ISCEV extended protocol for the stimulus-response series for the dark-adapted full-field ERG b-wave

Affiliations

ISCEV extended protocol for the stimulus-response series for the dark-adapted full-field ERG b-wave

Mary A Johnson et al. Doc Ophthalmol. 2019 Jun.

Abstract

The International Society for Clinical Electrophysiology of Vision (ISCEV) standard for full-field electroretinography (ERG) describes a minimum protocol for clinical testing but encourages more extensive testing where appropriate. This ISCEV extended protocol describes an extension of the ISCEV full-field ERG standard, in which methods to record and evaluate the growth of the dark-adapted (DA) ERG b-wave with increasing stimulus energy are described. The flashes span a range that includes the weakest flash required to generate a reliable DA ERG b-wave and that required to generate a maximal b-wave amplitude.
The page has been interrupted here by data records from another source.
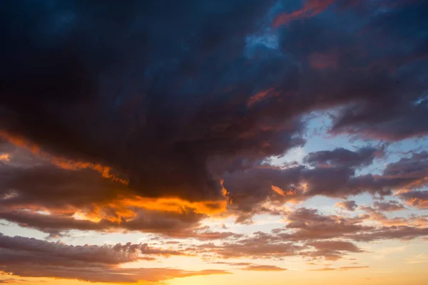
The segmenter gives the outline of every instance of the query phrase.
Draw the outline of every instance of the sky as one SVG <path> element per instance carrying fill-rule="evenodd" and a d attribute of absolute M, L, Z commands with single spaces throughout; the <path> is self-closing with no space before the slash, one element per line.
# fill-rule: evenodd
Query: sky
<path fill-rule="evenodd" d="M 0 284 L 427 284 L 427 1 L 0 19 Z"/>

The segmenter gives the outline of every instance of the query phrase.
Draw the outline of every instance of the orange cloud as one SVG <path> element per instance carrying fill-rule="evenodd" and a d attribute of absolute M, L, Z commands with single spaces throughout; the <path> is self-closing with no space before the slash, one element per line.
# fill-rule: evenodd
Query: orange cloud
<path fill-rule="evenodd" d="M 0 160 L 8 162 L 10 160 L 10 156 L 9 153 L 2 153 L 0 155 Z"/>
<path fill-rule="evenodd" d="M 227 212 L 228 201 L 190 202 L 177 197 L 151 198 L 141 196 L 121 197 L 108 202 L 94 203 L 86 211 L 78 210 L 74 213 L 76 219 L 86 219 L 94 222 L 108 219 L 121 222 L 136 216 L 138 209 L 151 211 L 170 212 L 185 214 L 215 215 Z"/>
<path fill-rule="evenodd" d="M 278 193 L 281 196 L 294 196 L 297 194 L 297 191 L 294 189 L 290 189 L 287 191 L 284 191 L 282 190 L 281 188 L 280 188 L 279 187 L 275 186 L 275 185 L 271 185 L 270 187 L 272 188 L 272 190 L 275 192 L 276 192 L 277 193 Z"/>
<path fill-rule="evenodd" d="M 111 167 L 108 166 L 102 165 L 99 163 L 74 161 L 66 159 L 64 157 L 54 156 L 43 151 L 39 146 L 29 141 L 28 140 L 11 135 L 2 130 L 0 130 L 0 137 L 5 138 L 9 142 L 17 147 L 24 148 L 43 159 L 49 160 L 53 165 L 55 165 L 58 167 L 71 170 L 89 168 L 98 172 L 101 173 L 101 176 L 105 178 L 109 178 L 112 180 L 123 183 L 124 185 L 128 185 L 128 180 L 119 178 L 116 175 L 111 174 Z"/>

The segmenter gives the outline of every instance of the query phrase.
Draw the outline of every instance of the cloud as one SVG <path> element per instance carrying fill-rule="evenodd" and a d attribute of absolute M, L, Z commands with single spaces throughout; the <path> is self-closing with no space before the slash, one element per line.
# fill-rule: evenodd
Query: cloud
<path fill-rule="evenodd" d="M 406 209 L 404 206 L 397 201 L 374 202 L 374 208 L 381 212 L 394 212 Z"/>
<path fill-rule="evenodd" d="M 250 271 L 283 271 L 287 269 L 274 265 L 250 265 L 243 269 Z"/>
<path fill-rule="evenodd" d="M 336 204 L 336 207 L 347 209 L 348 211 L 355 211 L 358 205 L 355 201 L 342 201 Z"/>
<path fill-rule="evenodd" d="M 326 268 L 321 268 L 319 269 L 312 269 L 310 271 L 335 271 L 335 270 L 347 271 L 347 270 L 352 270 L 352 269 L 366 269 L 366 268 L 370 268 L 370 266 L 343 266 L 343 267 L 339 267 L 337 269 L 326 267 Z"/>
<path fill-rule="evenodd" d="M 71 246 L 22 237 L 0 235 L 2 271 L 22 277 L 76 279 L 91 282 L 158 282 L 190 276 L 225 274 L 222 270 L 185 271 L 170 268 L 121 268 L 146 254 L 177 254 L 147 244 Z"/>
<path fill-rule="evenodd" d="M 372 147 L 361 147 L 357 152 L 340 147 L 311 152 L 303 158 L 303 162 L 314 167 L 363 167 L 370 165 L 382 152 L 382 149 Z"/>
<path fill-rule="evenodd" d="M 408 191 L 400 193 L 399 197 L 417 208 L 428 208 L 428 191 Z"/>

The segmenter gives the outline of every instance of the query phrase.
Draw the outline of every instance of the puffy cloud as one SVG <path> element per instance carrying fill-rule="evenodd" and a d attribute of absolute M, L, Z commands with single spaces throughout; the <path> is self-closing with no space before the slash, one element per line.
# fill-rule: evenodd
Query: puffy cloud
<path fill-rule="evenodd" d="M 428 191 L 408 191 L 400 193 L 399 197 L 417 208 L 428 208 Z"/>
<path fill-rule="evenodd" d="M 362 167 L 371 165 L 382 152 L 382 149 L 372 147 L 361 147 L 357 152 L 340 147 L 310 153 L 303 161 L 315 167 Z"/>
<path fill-rule="evenodd" d="M 397 201 L 374 202 L 374 208 L 381 212 L 394 212 L 406 209 L 403 204 Z"/>
<path fill-rule="evenodd" d="M 336 207 L 339 207 L 340 208 L 347 209 L 348 211 L 355 211 L 358 205 L 355 201 L 342 201 L 336 204 Z"/>

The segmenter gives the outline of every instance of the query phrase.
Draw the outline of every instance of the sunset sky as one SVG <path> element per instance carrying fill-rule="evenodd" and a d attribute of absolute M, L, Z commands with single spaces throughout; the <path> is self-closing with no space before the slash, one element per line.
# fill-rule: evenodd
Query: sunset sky
<path fill-rule="evenodd" d="M 428 1 L 0 23 L 0 284 L 428 284 Z"/>

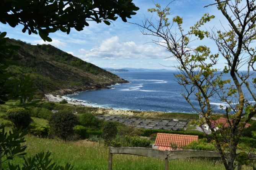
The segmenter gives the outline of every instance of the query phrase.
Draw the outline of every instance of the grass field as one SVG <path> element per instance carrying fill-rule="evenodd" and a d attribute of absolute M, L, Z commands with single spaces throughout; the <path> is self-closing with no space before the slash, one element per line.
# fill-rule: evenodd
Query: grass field
<path fill-rule="evenodd" d="M 103 144 L 85 140 L 65 143 L 56 140 L 40 138 L 28 135 L 26 138 L 28 156 L 49 150 L 51 158 L 59 164 L 69 162 L 74 170 L 106 170 L 108 149 Z M 23 160 L 16 158 L 13 164 L 21 164 Z M 7 167 L 5 163 L 3 167 Z M 162 170 L 164 161 L 156 159 L 128 155 L 114 155 L 113 170 Z M 223 170 L 222 164 L 202 159 L 186 159 L 170 162 L 170 169 Z"/>

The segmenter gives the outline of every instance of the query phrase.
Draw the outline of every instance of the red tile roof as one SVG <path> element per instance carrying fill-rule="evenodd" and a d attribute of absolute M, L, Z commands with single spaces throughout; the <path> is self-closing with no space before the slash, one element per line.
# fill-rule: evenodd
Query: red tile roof
<path fill-rule="evenodd" d="M 216 120 L 212 120 L 212 123 L 214 124 L 219 124 L 221 123 L 222 124 L 224 127 L 227 127 L 229 126 L 228 123 L 227 122 L 227 119 L 225 117 L 220 117 L 220 119 L 217 119 Z M 232 119 L 230 120 L 231 123 L 232 123 Z M 251 124 L 249 123 L 246 123 L 245 124 L 245 127 L 248 128 L 249 126 L 251 126 Z"/>
<path fill-rule="evenodd" d="M 155 145 L 158 146 L 159 150 L 172 150 L 170 143 L 177 144 L 178 148 L 191 143 L 192 141 L 198 141 L 198 136 L 169 133 L 157 133 Z"/>

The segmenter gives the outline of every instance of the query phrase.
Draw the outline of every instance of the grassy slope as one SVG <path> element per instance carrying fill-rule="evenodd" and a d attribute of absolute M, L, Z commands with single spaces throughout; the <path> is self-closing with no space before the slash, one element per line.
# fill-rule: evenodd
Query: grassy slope
<path fill-rule="evenodd" d="M 51 157 L 58 164 L 64 165 L 68 162 L 74 170 L 106 170 L 108 164 L 107 148 L 98 143 L 79 141 L 64 143 L 55 140 L 39 138 L 28 136 L 26 138 L 28 156 L 38 152 L 51 151 Z M 15 159 L 12 162 L 21 164 Z M 114 170 L 160 170 L 164 168 L 164 161 L 158 159 L 128 155 L 114 155 Z M 187 159 L 170 162 L 170 169 L 222 170 L 221 163 L 200 159 Z M 4 167 L 6 167 L 5 164 Z"/>
<path fill-rule="evenodd" d="M 18 56 L 22 59 L 18 66 L 9 69 L 10 73 L 18 77 L 30 75 L 43 92 L 74 88 L 82 90 L 124 82 L 117 75 L 52 45 L 32 45 L 14 39 L 9 42 L 21 47 Z"/>

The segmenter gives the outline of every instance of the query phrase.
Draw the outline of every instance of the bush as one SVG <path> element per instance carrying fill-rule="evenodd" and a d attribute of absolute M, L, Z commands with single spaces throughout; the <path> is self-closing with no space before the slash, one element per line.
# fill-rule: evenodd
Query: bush
<path fill-rule="evenodd" d="M 138 136 L 132 137 L 127 136 L 125 138 L 125 146 L 130 147 L 151 148 L 150 140 L 146 138 Z"/>
<path fill-rule="evenodd" d="M 65 104 L 68 103 L 68 101 L 66 99 L 63 99 L 61 101 L 60 101 L 60 104 Z"/>
<path fill-rule="evenodd" d="M 111 144 L 112 140 L 117 134 L 116 124 L 113 122 L 106 122 L 102 130 L 102 137 L 107 145 Z"/>
<path fill-rule="evenodd" d="M 38 117 L 40 118 L 46 119 L 49 119 L 52 114 L 52 112 L 44 108 L 42 108 L 40 110 L 38 114 Z"/>
<path fill-rule="evenodd" d="M 256 123 L 255 122 L 248 128 L 245 128 L 242 132 L 242 135 L 244 137 L 252 138 L 253 131 L 256 131 Z"/>
<path fill-rule="evenodd" d="M 14 126 L 14 124 L 10 120 L 0 119 L 0 126 L 4 126 L 5 127 L 13 127 Z"/>
<path fill-rule="evenodd" d="M 88 138 L 92 136 L 96 136 L 100 137 L 102 136 L 102 130 L 87 130 L 86 138 Z"/>
<path fill-rule="evenodd" d="M 91 113 L 85 113 L 79 119 L 79 122 L 84 126 L 94 126 L 97 125 L 97 119 Z"/>
<path fill-rule="evenodd" d="M 46 102 L 42 104 L 41 107 L 42 108 L 47 109 L 48 110 L 53 110 L 55 106 L 55 103 L 53 102 Z"/>
<path fill-rule="evenodd" d="M 256 148 L 256 139 L 253 138 L 240 137 L 239 143 L 243 143 L 249 147 Z"/>
<path fill-rule="evenodd" d="M 49 133 L 49 128 L 48 127 L 31 123 L 29 125 L 29 128 L 30 133 L 37 136 L 46 137 Z"/>
<path fill-rule="evenodd" d="M 62 111 L 52 114 L 49 124 L 51 132 L 65 141 L 69 136 L 73 134 L 73 128 L 77 123 L 73 114 Z"/>
<path fill-rule="evenodd" d="M 101 142 L 101 138 L 97 135 L 92 135 L 89 138 L 88 140 L 92 142 Z"/>
<path fill-rule="evenodd" d="M 29 112 L 24 108 L 17 107 L 9 109 L 7 115 L 16 128 L 22 128 L 25 129 L 28 127 L 32 121 Z"/>
<path fill-rule="evenodd" d="M 34 107 L 30 113 L 30 115 L 33 117 L 37 117 L 38 116 L 38 113 L 40 111 L 40 108 L 38 107 Z"/>
<path fill-rule="evenodd" d="M 198 150 L 199 151 L 217 151 L 214 145 L 211 143 L 208 143 L 206 138 L 199 140 L 197 142 L 193 141 L 189 144 L 183 147 L 184 149 Z"/>
<path fill-rule="evenodd" d="M 79 135 L 82 139 L 86 139 L 87 136 L 87 131 L 85 127 L 81 125 L 77 125 L 73 128 L 75 134 Z"/>

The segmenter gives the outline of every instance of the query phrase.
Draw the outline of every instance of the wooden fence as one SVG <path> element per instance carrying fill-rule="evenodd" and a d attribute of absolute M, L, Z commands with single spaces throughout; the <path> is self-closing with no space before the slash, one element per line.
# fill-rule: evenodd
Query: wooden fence
<path fill-rule="evenodd" d="M 108 169 L 112 170 L 113 154 L 129 154 L 147 157 L 153 157 L 165 160 L 165 170 L 169 170 L 169 161 L 174 159 L 195 157 L 220 158 L 220 154 L 218 152 L 210 151 L 192 150 L 163 151 L 145 148 L 113 148 L 109 147 Z M 248 155 L 249 159 L 256 160 L 256 155 Z M 238 164 L 238 170 L 242 169 L 241 165 Z"/>

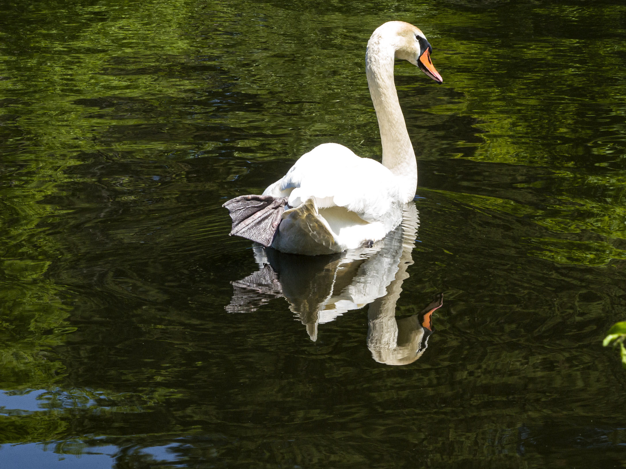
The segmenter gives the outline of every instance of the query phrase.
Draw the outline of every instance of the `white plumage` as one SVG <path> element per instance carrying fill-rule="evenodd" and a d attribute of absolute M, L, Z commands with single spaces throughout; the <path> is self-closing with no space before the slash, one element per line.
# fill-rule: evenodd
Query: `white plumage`
<path fill-rule="evenodd" d="M 415 195 L 418 168 L 394 83 L 394 61 L 408 60 L 441 83 L 431 49 L 409 23 L 389 21 L 374 31 L 366 73 L 382 164 L 337 143 L 319 145 L 262 196 L 241 196 L 224 204 L 233 219 L 230 234 L 283 252 L 317 255 L 371 245 L 398 226 L 404 204 Z"/>

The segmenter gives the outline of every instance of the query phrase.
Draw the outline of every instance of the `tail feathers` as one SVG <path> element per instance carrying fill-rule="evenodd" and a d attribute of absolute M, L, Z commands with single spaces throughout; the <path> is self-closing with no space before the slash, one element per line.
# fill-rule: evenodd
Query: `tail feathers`
<path fill-rule="evenodd" d="M 232 218 L 233 234 L 259 243 L 266 248 L 274 241 L 287 204 L 286 197 L 245 195 L 235 197 L 222 206 Z"/>

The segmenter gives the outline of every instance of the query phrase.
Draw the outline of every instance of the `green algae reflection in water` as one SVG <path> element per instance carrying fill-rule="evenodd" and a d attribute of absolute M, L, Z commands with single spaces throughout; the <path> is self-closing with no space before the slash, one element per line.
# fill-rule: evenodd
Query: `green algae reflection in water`
<path fill-rule="evenodd" d="M 5 2 L 0 458 L 623 465 L 626 378 L 601 341 L 625 316 L 625 9 Z M 446 298 L 398 367 L 372 360 L 367 308 L 315 342 L 281 298 L 225 310 L 258 266 L 220 207 L 320 143 L 379 158 L 364 44 L 389 19 L 444 79 L 396 66 L 420 224 L 396 317 Z"/>

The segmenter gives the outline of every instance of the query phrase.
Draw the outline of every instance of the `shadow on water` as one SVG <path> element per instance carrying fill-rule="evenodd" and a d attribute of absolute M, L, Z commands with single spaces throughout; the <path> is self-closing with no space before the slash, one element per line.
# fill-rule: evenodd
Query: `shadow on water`
<path fill-rule="evenodd" d="M 257 245 L 254 257 L 260 270 L 232 282 L 234 293 L 226 310 L 255 311 L 269 300 L 283 297 L 306 326 L 313 341 L 320 324 L 369 305 L 367 347 L 376 361 L 411 363 L 422 356 L 433 333 L 433 312 L 443 295 L 417 315 L 396 319 L 402 283 L 413 263 L 412 252 L 419 226 L 414 203 L 404 207 L 403 222 L 372 247 L 349 250 L 331 256 L 285 254 Z"/>

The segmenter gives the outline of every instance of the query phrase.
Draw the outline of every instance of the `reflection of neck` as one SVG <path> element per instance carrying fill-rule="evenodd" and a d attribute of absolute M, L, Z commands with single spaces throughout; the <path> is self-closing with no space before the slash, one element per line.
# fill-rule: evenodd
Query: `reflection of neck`
<path fill-rule="evenodd" d="M 365 69 L 378 118 L 382 164 L 398 179 L 403 201 L 407 203 L 415 196 L 418 163 L 394 83 L 395 53 L 380 36 L 372 37 L 367 44 Z"/>
<path fill-rule="evenodd" d="M 374 360 L 388 365 L 404 365 L 416 360 L 416 350 L 411 353 L 406 347 L 398 346 L 398 325 L 396 321 L 396 303 L 402 292 L 403 282 L 409 276 L 406 269 L 413 263 L 411 253 L 415 247 L 418 228 L 414 203 L 404 206 L 402 223 L 403 251 L 396 276 L 387 287 L 387 295 L 372 301 L 367 310 L 367 346 Z M 419 345 L 420 341 L 411 341 L 411 343 L 416 341 Z M 409 345 L 410 349 L 411 344 Z"/>

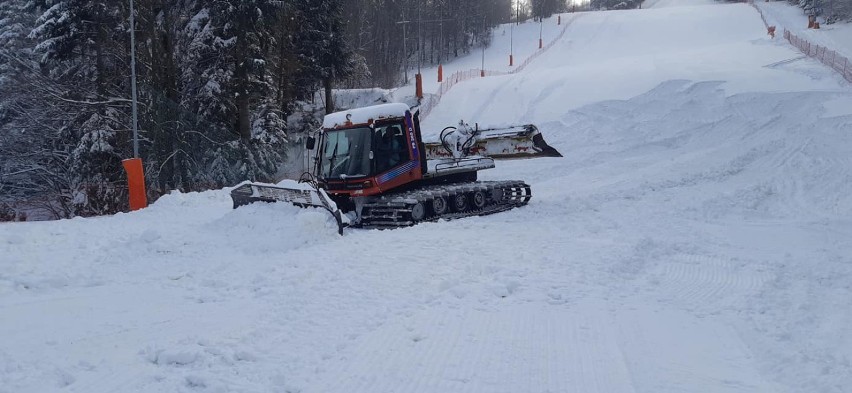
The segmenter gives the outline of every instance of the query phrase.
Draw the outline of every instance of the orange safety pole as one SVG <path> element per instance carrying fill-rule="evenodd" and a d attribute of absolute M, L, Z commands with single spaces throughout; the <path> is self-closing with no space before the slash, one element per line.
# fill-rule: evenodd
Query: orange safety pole
<path fill-rule="evenodd" d="M 130 210 L 139 210 L 148 207 L 142 159 L 130 158 L 123 160 L 121 164 L 127 172 L 127 191 L 130 196 Z"/>

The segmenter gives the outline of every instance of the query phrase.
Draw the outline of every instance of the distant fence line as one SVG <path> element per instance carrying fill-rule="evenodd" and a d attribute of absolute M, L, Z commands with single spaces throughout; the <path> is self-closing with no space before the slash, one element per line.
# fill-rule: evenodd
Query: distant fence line
<path fill-rule="evenodd" d="M 791 45 L 799 48 L 802 53 L 819 60 L 822 64 L 843 75 L 844 79 L 852 82 L 852 62 L 849 61 L 849 58 L 824 46 L 811 44 L 808 40 L 798 37 L 787 29 L 784 29 L 784 38 Z"/>
<path fill-rule="evenodd" d="M 438 106 L 438 104 L 441 103 L 441 98 L 444 96 L 445 93 L 450 91 L 450 89 L 452 89 L 453 86 L 455 86 L 455 85 L 457 85 L 461 82 L 471 80 L 471 79 L 476 79 L 476 78 L 482 78 L 482 77 L 486 77 L 486 76 L 501 76 L 501 75 L 517 74 L 517 73 L 523 71 L 524 68 L 526 68 L 530 63 L 532 63 L 533 60 L 535 60 L 536 58 L 538 58 L 539 56 L 544 54 L 544 52 L 547 52 L 550 48 L 553 47 L 553 45 L 556 44 L 557 41 L 561 40 L 562 37 L 565 36 L 565 32 L 568 31 L 568 26 L 570 26 L 571 23 L 575 19 L 577 19 L 578 16 L 579 16 L 579 14 L 577 14 L 574 18 L 570 18 L 568 21 L 566 21 L 564 27 L 562 28 L 562 31 L 559 32 L 559 35 L 557 35 L 556 38 L 554 38 L 553 40 L 548 42 L 547 45 L 544 45 L 541 49 L 535 51 L 532 55 L 527 57 L 526 60 L 521 62 L 521 64 L 518 64 L 517 67 L 513 68 L 509 72 L 481 70 L 481 69 L 476 68 L 476 69 L 470 69 L 470 70 L 465 70 L 465 71 L 456 71 L 452 75 L 444 78 L 444 81 L 441 82 L 440 86 L 438 86 L 438 91 L 435 92 L 435 94 L 429 96 L 428 99 L 424 100 L 424 103 L 420 105 L 420 117 L 421 117 L 421 119 L 426 118 L 426 116 L 428 116 L 432 112 L 432 109 L 435 109 L 435 107 Z"/>
<path fill-rule="evenodd" d="M 757 10 L 760 14 L 760 19 L 763 20 L 763 24 L 767 29 L 769 29 L 770 25 L 769 22 L 766 21 L 766 15 L 763 14 L 763 10 L 755 5 L 753 1 L 749 1 L 749 4 Z M 843 76 L 843 79 L 852 82 L 852 62 L 849 61 L 849 58 L 837 53 L 835 50 L 830 50 L 821 45 L 814 45 L 810 41 L 793 34 L 787 29 L 784 29 L 784 39 L 786 39 L 790 45 L 795 46 L 797 49 L 802 51 L 802 53 L 808 55 L 808 57 L 813 57 L 819 60 L 822 64 L 825 64 L 832 70 L 840 73 L 840 75 Z"/>

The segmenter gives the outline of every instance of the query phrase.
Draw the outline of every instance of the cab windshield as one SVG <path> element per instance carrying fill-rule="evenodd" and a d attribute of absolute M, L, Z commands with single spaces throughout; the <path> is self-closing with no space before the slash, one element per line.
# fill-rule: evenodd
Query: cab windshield
<path fill-rule="evenodd" d="M 326 132 L 321 174 L 326 179 L 364 177 L 370 174 L 370 141 L 367 128 Z"/>

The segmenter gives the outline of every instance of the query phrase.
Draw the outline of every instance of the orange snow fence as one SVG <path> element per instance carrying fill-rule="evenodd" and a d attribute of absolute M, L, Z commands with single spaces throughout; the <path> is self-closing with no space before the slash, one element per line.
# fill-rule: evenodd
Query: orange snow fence
<path fill-rule="evenodd" d="M 145 195 L 145 172 L 142 170 L 142 159 L 131 158 L 121 162 L 127 172 L 127 190 L 130 195 L 130 210 L 148 207 L 148 197 Z"/>

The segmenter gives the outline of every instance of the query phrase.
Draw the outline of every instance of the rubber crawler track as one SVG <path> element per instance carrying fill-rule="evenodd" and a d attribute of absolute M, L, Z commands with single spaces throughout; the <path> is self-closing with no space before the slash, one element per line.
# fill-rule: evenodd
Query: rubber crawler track
<path fill-rule="evenodd" d="M 391 229 L 441 219 L 484 216 L 526 205 L 530 198 L 530 186 L 523 181 L 435 185 L 364 202 L 360 220 L 354 226 Z M 439 199 L 443 200 L 445 209 L 441 209 Z"/>

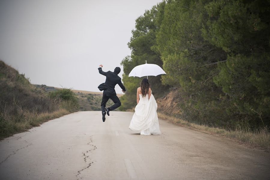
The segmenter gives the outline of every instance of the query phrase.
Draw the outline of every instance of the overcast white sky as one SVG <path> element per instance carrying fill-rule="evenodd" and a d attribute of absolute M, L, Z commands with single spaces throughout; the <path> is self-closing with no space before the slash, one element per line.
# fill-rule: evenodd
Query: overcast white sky
<path fill-rule="evenodd" d="M 0 0 L 0 59 L 32 84 L 99 91 L 99 65 L 122 77 L 135 20 L 162 1 Z"/>

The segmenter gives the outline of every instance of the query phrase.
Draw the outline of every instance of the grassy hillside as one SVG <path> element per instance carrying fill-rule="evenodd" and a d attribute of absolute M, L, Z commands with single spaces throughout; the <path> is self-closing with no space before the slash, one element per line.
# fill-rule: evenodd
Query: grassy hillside
<path fill-rule="evenodd" d="M 49 93 L 0 61 L 0 136 L 7 137 L 77 111 L 75 94 L 64 89 Z"/>
<path fill-rule="evenodd" d="M 46 85 L 35 85 L 39 88 L 43 89 L 46 92 L 56 91 L 62 89 L 62 88 L 55 88 L 47 86 Z M 81 111 L 100 111 L 100 104 L 102 99 L 102 92 L 93 92 L 76 89 L 71 89 L 74 93 L 79 104 L 79 110 Z M 118 97 L 122 94 L 117 94 Z M 111 99 L 109 100 L 106 104 L 107 107 L 109 107 L 114 104 L 114 102 Z M 118 109 L 114 110 L 118 110 Z"/>

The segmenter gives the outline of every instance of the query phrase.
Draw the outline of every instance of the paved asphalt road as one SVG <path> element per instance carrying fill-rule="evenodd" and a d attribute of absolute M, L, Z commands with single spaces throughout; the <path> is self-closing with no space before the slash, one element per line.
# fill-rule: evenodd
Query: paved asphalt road
<path fill-rule="evenodd" d="M 270 179 L 270 153 L 159 120 L 162 134 L 128 129 L 133 113 L 75 112 L 0 142 L 0 179 Z"/>

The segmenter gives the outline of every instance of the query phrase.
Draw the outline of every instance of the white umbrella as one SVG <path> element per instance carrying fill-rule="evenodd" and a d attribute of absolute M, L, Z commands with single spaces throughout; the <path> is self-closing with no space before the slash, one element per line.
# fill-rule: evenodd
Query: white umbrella
<path fill-rule="evenodd" d="M 159 74 L 166 74 L 166 73 L 158 65 L 154 64 L 148 64 L 145 61 L 145 64 L 137 66 L 131 70 L 129 77 L 133 76 L 141 77 L 148 76 L 156 76 Z"/>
The DA ERG b-wave stimulus-response series (also known historically as the "intensity-response" or "luminance-response" series) can more comprehensively characterize generalized rod system function than the ISCEV standard ERG protocol and may be of diagnostic or prognostic value in disorders that cause generalized rod system dysfunction.

Keywords: Clinical standards; Electroretinogram (ERG); Intensity–response; International Society for Clinical Electrophysiology of Vision (ISCEV); Naka–Rushton; Retinopathy.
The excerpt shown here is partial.